My point here is that focus groups can only cohere, exchange and reassemble – that is, focus – when they roughly comprise a demographic. I’m sure that this is acutely obvious to marketers, the inventors and main users of focus groups. Indeed, focus groups seem to be behind much of the science (or alchemy, take your pick) of demographic segmentation. Whaddya get then, when you gather together ten groups, each drawn from across the whole adult age spectrum, from ten different communities across Victoria? “Err, nothing” is pretty much the correct answer.

Applying the undergrad-arts-tutorial/mature-age-student litmus test for a start, the opinions of all but the very youngest are completely predictable, yet are paradoxically the most reasonant (if only because they get the most “air-time”). Thus, “Politicians used to (i) be much more honest in my day, (ii) march in the first row of the Moratorium protests, or (iii) partake with me in a long lunch before FBT killed it off”, etc.

Other than duly voicing a litany of tired complaints on an age-before-beauty priority basis, the focus groups did – to be fair – also manage to make some concrete policy suggestions. Considering the sultry microclimate that must have existed in each room, I am surprised as to how this may have been achieved. “By consensus” seems an unlikely vehicle here, considering the naked age and gender fault-lines within each small group. Probably, the focus group facilitator(s), would have engaged in some end-result-oriented interlocutory prodding, stopping just short of shouting “Shut the fuck up! [grandpa/ma]”.

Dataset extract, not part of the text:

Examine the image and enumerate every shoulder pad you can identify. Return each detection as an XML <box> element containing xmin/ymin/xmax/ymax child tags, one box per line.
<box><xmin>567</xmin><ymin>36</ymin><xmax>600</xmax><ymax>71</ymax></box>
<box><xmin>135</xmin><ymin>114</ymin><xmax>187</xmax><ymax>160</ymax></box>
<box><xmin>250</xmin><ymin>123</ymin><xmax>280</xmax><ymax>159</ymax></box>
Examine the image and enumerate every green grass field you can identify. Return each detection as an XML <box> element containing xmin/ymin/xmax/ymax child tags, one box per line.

In the end, though, this speculation hardly matters – what the focus groups did apparently all agree on was a comforting chestnut – a nostalgic salute to the cheerless, fascist-hype laden years of former premier, Jeff Kennett (the man who got Victoria the Grand Prix, and so much else, and the man who would probably still be with us if only he had got Leni Riefenstahl to direct and film a day in the life of his omnipotence):

“According to the study, voters want their MPs to attract international events to Victoria, create partnerships with international companies and attempt to make the state the envy of others”.